Smoked Venison Sausage Recipe
There are two ways to smoke these venison sausages, in the oven or in a smoker
- 4 ½ pounds ground venison
- 1 pound pork sausage
- 2 tablespoon salt
- 2 tablespoons sugar
- 2 tablespoons hickory smoked salt
- 2 ½ teaspoons garlic powder
- 2 ½ teaspoons mustard seeds
- 2 ½ teaspoons black pepper
Mix all ingredients well in a large bowl. Cover and refrigerate. Remove in 24 hours and remix well. Return to refrigerator for 3 days. After 3 days, shape into 5 logs. Bake in oven for 8 hours at 140 degrees or 12 hours in your outdoor smoker.
Homemade Sausage Tips
When you are done mixing the spices with the meat, form a little patty and fry it up before stuffing the casings or forming into patties. Taste to see if the spice combination is right for your taste; maybe there is not enough spice or it’s too spicy; everyone is different. Remember you can always add more spice.
The sausage will be pale in color because it was not smoked. You can smoke the sausage before freezing.
Over the years, pork has become much leaner and can be a problem. You want fatty pork because insufficient fat in your mixture makes for dry sausage.
Sausage Making 101
- First you want to wash your hands with soap and water before working with meat, after changing tasks, and when finished.
- Make sure you start with clean equipment - sanitize surfaces a solution of 1 teaspoon chlorine bleach per quart of water.
- If using frozen meat, first thaw in refrigerator.
- You will want to keep the temperature of the meat as cold as possible (below 40 degrees F) during grinding and mixing.
- You may also mix the dry ingredients (seasonings) in water to dissolve the curing ingredients and allow for even distribution throughout the product during regrind.
If stuffing sausage:
- Choose only high-quality hog casings that have been salted.
- Take the casings out and soak in warm water for several hours; it makes them more flexible and they won't split as easily. Cut in 4 ft. lengths.
- If you have the grinding equipment,coarse-grind the meat first, then add the rest of the ingredients and regrind.
- Put the ground meat in the freezer for 30 to 60 minutes before you start. The meat stiffens up a little and it's easier to put through the grinder. Stick one end of each casing on the faucet and run warm water through the inside of the casing before stuffing. Don't pack the casings too tight.

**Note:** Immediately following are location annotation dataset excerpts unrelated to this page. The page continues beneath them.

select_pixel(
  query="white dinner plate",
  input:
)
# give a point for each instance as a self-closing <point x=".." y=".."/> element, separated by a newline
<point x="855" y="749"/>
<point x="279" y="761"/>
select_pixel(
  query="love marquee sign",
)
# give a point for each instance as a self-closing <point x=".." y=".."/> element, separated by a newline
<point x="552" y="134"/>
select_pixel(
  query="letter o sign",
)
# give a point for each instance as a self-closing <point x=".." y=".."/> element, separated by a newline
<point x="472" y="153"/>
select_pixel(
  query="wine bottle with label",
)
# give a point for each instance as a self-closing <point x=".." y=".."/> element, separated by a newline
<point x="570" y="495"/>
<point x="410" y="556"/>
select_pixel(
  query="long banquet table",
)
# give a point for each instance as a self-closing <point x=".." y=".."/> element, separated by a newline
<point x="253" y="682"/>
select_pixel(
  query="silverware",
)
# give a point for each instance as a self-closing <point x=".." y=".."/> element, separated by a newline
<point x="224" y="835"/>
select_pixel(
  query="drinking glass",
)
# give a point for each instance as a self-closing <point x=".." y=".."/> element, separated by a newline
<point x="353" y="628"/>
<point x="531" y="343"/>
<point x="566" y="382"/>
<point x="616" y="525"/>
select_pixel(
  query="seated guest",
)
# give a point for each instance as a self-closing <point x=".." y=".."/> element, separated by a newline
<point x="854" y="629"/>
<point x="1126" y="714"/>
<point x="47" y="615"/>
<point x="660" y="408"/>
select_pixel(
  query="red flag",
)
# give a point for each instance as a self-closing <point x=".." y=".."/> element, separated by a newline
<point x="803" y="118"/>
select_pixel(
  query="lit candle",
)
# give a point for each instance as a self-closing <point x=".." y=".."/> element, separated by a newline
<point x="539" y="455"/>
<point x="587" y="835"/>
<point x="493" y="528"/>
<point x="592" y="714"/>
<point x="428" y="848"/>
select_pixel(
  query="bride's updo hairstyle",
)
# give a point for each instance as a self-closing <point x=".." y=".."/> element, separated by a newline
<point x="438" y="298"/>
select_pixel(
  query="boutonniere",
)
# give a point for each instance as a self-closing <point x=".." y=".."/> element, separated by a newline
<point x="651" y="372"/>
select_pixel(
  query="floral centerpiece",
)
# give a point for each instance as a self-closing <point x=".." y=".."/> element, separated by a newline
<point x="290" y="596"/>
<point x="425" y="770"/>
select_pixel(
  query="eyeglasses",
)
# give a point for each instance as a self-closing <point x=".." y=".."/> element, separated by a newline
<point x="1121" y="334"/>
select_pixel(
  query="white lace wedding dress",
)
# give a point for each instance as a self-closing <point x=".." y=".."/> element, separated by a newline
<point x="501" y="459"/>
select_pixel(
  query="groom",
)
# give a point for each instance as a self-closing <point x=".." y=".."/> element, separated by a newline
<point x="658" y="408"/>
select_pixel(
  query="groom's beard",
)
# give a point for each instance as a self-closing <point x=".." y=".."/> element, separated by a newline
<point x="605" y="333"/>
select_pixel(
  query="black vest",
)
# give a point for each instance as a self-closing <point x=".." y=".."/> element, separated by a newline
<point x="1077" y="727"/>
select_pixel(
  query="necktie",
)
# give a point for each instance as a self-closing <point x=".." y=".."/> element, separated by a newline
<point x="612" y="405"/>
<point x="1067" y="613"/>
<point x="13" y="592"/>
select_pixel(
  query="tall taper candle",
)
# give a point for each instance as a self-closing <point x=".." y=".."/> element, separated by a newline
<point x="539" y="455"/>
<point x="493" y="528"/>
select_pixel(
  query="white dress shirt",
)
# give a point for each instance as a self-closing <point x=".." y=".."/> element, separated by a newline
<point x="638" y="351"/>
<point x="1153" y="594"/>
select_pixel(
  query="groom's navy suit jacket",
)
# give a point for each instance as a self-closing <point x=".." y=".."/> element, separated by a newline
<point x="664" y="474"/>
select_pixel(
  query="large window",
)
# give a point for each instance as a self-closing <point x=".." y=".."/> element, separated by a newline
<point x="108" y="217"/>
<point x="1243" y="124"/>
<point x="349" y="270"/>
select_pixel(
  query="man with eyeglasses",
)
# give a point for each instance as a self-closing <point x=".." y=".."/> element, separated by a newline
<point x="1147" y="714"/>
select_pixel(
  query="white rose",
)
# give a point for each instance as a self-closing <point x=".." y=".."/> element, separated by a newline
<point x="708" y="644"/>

After stuffing, place the coils in the refrigerator to "dry" overnight. The next day, twist into links and prepare for freezing and/or smoking.
If making sausage patties:
- Cut off piece of wax paper to cover a baking sheet. Pat the sausage mixture to approximately 1/2 inch thick and use a biscuit cutter or the top of a drinking glass to cut out even patties. Flash freeze (freezing on the cookie sheet first) the patties. Take out the frozen patties and place a piece of waxed paper between each one. At this point you can vacuum seal them or wrap very well with Saran Wrap, aluminum foil, Ziplock bags (anything that will keep the smell in the package), and mark the bags with the date and stack in the freezer.
- Wash grinding and stuffing equipment with hot soapy water and again sanitize surfaces with a solution of 1 teaspoon chlorine bleach per quart of water.
- You can also cook it before you freeze it (I don't). I have kept this in the deep-freeze for several months with no loss in quality.
- Use food thermometers to ensure cooked sausage products have reached proper internal temperature of 160 degrees F before consuming.